Furthermore, functions between different setoids must be shown to be
setoid homomorphism, that is; they preserve the relation.

This approach has other drawbacks; it does not satisfy
all propositional equalities of type theory (\TODO{Citation needed}), is
cumbersome to work with in practice (\cite[p. 4]{huber-2016}) and makes
equational proofs less reusable since equational proofs $a \sim_{X} b$ are
inherently `local' to the extensional set $(X , \sim)$.

\section{Conventions}
\TODO{Talk a bit about terminology. Find a good place to stuff this little
  section.}

In the remainder of this paper I will use the term 
\nomenindex{Type} to describe --
well, types. Thereby diverging from the notation in Agda where the keyword
\texttt{Set} refers to types. 
\nomenindex{Set} on the other hand shall refer to the
homotopical notion of a set. I will also leave all universe levels implicit.

And I use the term 
\nomenindex{arrow} to refer to morphisms in a category,
whereas the terms 
\nomenindex{morphism}, 
\nomenindex{map} or 
\nomenindex{function}
shall be reserved for talking about type theoretic functions; i.e.
functions in Agda.

$\defeq$ will be used for introducing definitions. $=$ will be used to for
judgmental equality and $\equiv$ will be used for propositional equality.
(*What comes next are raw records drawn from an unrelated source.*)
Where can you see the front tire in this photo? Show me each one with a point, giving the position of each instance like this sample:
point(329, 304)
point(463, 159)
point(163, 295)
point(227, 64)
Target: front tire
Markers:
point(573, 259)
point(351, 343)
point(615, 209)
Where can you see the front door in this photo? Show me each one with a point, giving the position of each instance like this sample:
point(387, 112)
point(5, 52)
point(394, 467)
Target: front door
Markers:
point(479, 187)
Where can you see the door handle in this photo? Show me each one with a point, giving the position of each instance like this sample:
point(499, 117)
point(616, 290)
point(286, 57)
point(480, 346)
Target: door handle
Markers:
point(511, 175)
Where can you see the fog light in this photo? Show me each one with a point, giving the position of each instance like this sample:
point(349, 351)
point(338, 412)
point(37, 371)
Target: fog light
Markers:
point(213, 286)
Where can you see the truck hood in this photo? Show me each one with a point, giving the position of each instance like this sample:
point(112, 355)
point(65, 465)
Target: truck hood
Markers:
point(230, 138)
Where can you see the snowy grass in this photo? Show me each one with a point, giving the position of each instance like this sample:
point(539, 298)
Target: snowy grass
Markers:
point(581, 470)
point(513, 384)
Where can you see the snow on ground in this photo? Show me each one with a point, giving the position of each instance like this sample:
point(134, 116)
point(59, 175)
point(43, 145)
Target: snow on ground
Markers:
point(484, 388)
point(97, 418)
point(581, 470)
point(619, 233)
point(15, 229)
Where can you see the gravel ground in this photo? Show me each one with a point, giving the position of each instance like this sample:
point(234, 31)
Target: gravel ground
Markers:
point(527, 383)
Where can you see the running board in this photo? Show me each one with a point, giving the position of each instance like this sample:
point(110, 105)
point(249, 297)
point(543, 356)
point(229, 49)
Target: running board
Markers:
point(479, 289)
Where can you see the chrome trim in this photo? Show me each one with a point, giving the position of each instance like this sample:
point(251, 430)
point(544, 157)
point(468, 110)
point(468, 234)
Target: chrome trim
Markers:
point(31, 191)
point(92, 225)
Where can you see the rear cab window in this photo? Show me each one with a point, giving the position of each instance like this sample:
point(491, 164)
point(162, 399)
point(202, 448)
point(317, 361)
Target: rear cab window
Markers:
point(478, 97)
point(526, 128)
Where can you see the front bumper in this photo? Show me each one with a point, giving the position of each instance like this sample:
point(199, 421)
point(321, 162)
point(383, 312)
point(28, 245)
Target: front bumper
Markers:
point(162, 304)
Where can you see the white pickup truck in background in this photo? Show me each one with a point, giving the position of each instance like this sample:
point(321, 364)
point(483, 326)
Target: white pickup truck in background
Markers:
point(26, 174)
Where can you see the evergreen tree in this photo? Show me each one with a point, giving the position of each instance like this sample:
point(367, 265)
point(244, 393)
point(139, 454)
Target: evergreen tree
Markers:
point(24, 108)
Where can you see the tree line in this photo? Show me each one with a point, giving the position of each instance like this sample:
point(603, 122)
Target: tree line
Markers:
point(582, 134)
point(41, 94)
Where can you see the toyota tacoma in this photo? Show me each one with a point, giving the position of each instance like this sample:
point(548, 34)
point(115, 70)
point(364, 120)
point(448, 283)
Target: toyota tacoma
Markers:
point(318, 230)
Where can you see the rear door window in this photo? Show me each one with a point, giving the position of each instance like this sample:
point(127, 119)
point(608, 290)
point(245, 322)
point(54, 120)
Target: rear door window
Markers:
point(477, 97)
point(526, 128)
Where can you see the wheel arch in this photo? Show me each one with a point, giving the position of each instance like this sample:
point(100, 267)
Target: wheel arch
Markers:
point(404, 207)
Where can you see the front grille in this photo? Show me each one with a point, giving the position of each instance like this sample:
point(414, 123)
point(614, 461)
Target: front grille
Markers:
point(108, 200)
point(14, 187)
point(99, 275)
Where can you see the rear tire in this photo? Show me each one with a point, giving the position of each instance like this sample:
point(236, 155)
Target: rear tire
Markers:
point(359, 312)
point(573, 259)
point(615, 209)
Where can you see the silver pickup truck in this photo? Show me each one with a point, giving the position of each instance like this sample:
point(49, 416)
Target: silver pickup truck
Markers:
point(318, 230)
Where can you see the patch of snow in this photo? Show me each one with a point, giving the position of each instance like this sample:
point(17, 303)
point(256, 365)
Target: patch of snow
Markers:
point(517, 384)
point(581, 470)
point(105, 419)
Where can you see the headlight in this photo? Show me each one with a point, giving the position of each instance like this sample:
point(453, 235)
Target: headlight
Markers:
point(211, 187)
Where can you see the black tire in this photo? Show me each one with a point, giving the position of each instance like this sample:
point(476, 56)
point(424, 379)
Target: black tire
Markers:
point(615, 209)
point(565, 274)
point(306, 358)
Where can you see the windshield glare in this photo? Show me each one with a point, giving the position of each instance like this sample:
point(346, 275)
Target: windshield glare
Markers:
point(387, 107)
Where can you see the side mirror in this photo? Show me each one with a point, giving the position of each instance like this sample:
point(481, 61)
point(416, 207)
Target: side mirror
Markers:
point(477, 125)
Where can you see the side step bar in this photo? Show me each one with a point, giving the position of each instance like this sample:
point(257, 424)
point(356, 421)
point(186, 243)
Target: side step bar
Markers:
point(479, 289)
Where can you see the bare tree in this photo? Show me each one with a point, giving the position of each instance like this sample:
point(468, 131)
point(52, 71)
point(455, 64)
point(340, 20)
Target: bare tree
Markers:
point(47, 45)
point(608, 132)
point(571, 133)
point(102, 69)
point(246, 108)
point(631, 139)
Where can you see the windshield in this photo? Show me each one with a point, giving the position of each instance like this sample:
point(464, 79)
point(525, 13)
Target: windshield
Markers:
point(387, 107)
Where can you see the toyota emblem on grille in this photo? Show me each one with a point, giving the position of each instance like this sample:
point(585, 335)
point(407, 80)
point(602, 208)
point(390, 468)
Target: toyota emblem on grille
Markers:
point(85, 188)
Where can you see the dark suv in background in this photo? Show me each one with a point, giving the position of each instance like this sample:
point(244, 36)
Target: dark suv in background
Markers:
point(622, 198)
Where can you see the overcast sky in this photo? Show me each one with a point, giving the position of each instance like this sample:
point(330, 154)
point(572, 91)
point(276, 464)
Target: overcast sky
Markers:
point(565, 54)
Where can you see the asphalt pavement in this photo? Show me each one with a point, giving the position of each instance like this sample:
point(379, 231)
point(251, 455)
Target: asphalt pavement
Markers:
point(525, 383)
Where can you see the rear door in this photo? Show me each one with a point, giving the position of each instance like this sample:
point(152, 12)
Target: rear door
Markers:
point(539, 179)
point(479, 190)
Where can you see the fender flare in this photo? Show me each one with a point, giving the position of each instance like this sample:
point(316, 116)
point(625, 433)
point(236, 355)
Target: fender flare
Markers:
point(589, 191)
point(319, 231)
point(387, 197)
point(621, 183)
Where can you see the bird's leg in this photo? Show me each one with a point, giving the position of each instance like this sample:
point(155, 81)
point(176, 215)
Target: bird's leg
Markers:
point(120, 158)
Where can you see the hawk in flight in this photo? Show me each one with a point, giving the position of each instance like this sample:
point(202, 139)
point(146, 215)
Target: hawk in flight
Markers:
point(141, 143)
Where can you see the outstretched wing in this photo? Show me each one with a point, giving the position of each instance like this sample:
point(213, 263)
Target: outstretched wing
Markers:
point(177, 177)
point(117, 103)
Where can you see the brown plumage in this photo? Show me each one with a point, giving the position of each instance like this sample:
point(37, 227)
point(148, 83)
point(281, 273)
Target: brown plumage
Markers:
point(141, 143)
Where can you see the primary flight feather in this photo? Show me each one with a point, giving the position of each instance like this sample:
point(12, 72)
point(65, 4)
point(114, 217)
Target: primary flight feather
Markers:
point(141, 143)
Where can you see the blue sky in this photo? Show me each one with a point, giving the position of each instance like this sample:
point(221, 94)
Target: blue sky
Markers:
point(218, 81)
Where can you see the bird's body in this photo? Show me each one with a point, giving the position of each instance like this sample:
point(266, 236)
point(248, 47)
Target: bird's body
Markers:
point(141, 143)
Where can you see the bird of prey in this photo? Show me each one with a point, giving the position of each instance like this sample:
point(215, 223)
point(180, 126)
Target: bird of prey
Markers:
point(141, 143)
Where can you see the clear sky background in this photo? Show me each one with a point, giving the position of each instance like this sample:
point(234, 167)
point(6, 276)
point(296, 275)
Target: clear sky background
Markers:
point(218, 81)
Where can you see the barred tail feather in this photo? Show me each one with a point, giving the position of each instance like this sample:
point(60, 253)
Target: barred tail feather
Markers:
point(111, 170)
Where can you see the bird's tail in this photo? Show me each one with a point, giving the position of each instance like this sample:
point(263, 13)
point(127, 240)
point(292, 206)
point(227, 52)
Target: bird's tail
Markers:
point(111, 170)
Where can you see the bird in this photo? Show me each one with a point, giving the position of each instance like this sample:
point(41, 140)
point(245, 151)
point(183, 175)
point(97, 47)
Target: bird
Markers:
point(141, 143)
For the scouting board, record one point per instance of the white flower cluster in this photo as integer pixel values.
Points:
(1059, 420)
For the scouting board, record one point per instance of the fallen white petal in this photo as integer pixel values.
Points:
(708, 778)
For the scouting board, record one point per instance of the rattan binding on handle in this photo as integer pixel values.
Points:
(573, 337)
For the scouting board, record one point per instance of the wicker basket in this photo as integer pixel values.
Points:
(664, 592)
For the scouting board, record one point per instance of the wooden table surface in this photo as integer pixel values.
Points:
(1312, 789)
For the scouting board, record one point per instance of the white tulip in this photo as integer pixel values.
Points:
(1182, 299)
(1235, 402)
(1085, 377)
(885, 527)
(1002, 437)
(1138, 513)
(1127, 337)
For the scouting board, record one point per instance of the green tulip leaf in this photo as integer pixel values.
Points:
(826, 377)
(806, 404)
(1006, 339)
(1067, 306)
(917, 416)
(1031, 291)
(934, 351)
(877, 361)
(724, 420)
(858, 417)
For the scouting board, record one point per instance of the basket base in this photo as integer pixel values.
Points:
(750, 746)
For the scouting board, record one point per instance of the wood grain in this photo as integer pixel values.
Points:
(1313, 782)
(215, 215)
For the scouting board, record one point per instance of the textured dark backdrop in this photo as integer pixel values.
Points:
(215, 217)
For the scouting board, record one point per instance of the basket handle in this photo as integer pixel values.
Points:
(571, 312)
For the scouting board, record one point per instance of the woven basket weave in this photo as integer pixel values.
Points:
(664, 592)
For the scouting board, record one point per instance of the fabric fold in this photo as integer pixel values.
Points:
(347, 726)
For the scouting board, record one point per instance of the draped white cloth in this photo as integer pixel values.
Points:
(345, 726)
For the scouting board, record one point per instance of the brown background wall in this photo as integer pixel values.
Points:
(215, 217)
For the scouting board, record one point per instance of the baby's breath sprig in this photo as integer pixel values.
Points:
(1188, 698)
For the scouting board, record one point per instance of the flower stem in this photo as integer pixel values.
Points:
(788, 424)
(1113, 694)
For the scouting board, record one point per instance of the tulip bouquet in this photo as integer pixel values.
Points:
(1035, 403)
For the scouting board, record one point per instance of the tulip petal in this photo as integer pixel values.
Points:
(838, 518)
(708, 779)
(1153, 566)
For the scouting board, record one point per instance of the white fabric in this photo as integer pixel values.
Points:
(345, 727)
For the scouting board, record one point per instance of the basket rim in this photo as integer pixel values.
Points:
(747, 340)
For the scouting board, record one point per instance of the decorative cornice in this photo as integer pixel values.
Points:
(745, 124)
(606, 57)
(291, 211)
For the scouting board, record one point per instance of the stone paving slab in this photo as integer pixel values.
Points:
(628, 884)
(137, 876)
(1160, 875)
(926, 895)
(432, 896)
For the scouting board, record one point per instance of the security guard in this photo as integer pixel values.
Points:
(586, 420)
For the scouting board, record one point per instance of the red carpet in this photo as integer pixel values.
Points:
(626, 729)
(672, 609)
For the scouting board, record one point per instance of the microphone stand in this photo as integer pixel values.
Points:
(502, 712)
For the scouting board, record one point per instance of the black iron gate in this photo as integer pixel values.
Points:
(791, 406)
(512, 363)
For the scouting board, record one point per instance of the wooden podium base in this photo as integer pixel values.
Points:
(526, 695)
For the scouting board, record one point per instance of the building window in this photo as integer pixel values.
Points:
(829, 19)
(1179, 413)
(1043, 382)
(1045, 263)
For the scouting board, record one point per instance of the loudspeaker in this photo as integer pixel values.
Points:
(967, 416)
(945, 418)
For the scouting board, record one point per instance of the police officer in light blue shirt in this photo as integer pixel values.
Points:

All this is summarized in the following table:

\begin{center}
\begin{tabular}{ c c c }
Name & Agda & Notation \\
\hline

\varindex{Type}            & \texttt{Set}         & $\Type$            \\

\varindex{Set}             & \texttt{Σ Set IsSet} & $\Set$             \\
Function, morphism, map & \texttt{A → B}       & $A → B$            \\
Dependent- ditto        & \texttt{(a : A) → B} & $∏_{a \tp A} B$  \\

\varindex{Arrow}           & \texttt{Arrow A B}   & $\Arrow\ A\ B$     \\

\varindex{Object}          & \texttt{C.Object}    & $̱ℂ.Object$     \\
Definition              & \texttt{=}           & $̱\defeq$       \\
Judgmental equality     & \null                & $̱=$            \\
Propositional equality  & \null                & $̱\equiv$
\end{tabular}
\end{center}